In response to your edit
To deal with the issue described in your update, just use to the global variable by name in your comparison function. This will certainly work if you are storing the variable at the global scope, and I believe qsort() will be able to find it at most other (public) scopes visible to the comparison function definition, as long as the scope is fully qualified.
However, this approach won't work if you want to pass a value straight into the sorting process without putting it in a variable.
It sounds like you need the bsearch_s() and qsort_s() functions defined by TR 24731-1:
§6.6.3.1 The bsearch_s function
Synopsis
#define __STDC_WANT_LIB_EXT1__ 1
#include <stdlib.h>
void *bsearch_s(const void *key, const void *base,
rsize_t nmemb, rsize_t size,
int (*compar)(const void *k, const void *y, void *context),
void *context);
§6.6.3.2 The qsort_s function
Synopsis
#define __STDC_WANT_LIB_EXT1__ 1
#include <stdlib.h>
errno_t qsort_s(void *base, rsize_t nmemb, rsize_t size,
int (*compar)(const void *x, const void *y, void *context),
void *context);
Note that the interface has the context that you need.
Something rather close to this should be available in the MS Visual Studio system.
With qsort's signature being what it is, I think your options are pretty limited.
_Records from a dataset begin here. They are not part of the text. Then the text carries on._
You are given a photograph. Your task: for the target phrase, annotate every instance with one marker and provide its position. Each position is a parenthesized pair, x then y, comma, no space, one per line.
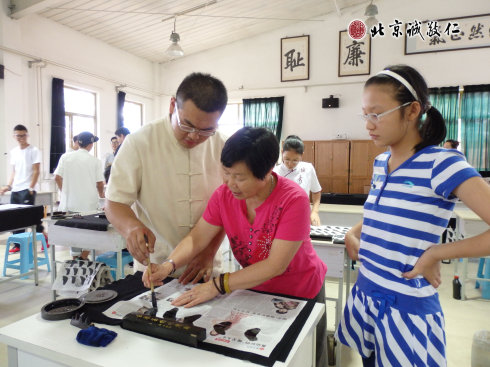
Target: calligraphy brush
(154,309)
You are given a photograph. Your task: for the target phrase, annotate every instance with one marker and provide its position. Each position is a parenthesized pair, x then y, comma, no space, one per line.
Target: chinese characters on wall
(295,58)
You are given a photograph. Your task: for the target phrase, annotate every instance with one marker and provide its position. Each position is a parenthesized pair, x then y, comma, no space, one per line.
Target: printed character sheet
(243,320)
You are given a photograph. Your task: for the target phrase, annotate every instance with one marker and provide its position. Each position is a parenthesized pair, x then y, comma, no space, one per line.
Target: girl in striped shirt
(393,316)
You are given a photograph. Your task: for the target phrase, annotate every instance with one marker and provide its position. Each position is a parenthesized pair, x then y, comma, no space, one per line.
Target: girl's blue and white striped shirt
(406,212)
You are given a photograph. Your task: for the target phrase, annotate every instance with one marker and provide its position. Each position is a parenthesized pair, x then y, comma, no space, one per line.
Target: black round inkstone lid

You can use a global variable or wrap your elements in structs as you suggested, but I'm not aware of any good "clean" way of doing this in C. I imagine there are other solutions out there, but they won't be any cleaner than using global variables. If your application is single-threaded, I would say this is your best bet as long as you're careful with the globals.
I'd listen to tlayton, and wrap that logic in a function that returns a pointer to the appropriate comparison function.
You can write your own specialized qsort implementation and customize it to your need.
To give you an idea about how short it is, this is a qsort implementation with your delta.
void swap(int *a, int *b)
{
int t=*a; *a=*b; *b=t;
}
void yourQsort(int arr[], int beg, int end, int delta)
{
if (end > beg + 1)
{
int piv = arr[beg], l = beg + 1, r = end;
while (l < r)
{
//Here use your var something like this
int a_delta = abs(arr[l] - delta);
int b_delta = abs(piv - delta);
if (a_delta <= delta)
l++;
else
swap(&arr[l], &arr[--r]);
}
swap(&arr[--l], &arr[beg]);
yourQsort(arr, beg, l, delta);
yourQsort(arr, r, end, delta);
}
}
More C-optimized implementations are said to be here.
You will have to prepare several function callbacks and check the value before running qsort, then send the correct one.
IMO, go with the global. The problem is that you're really asking qsort to do two things, both sort and map, where it's only designed to do the first.
The other thing you could do is break it down into a couple steps. First compute an array of these (one for each element of the source array):
struct sort_element {
int delta; // This is the delta value
int index; // This is the index of the value in the source array
}
Call qsort on that array, using a sort function that compares delta values. Then you use the index'es on the sorted array to order your original array. This consumes some memory, but it may not matter that much. (Memory is cheap, and the only thing you have to store in the temporary array is the key, not the entire value.)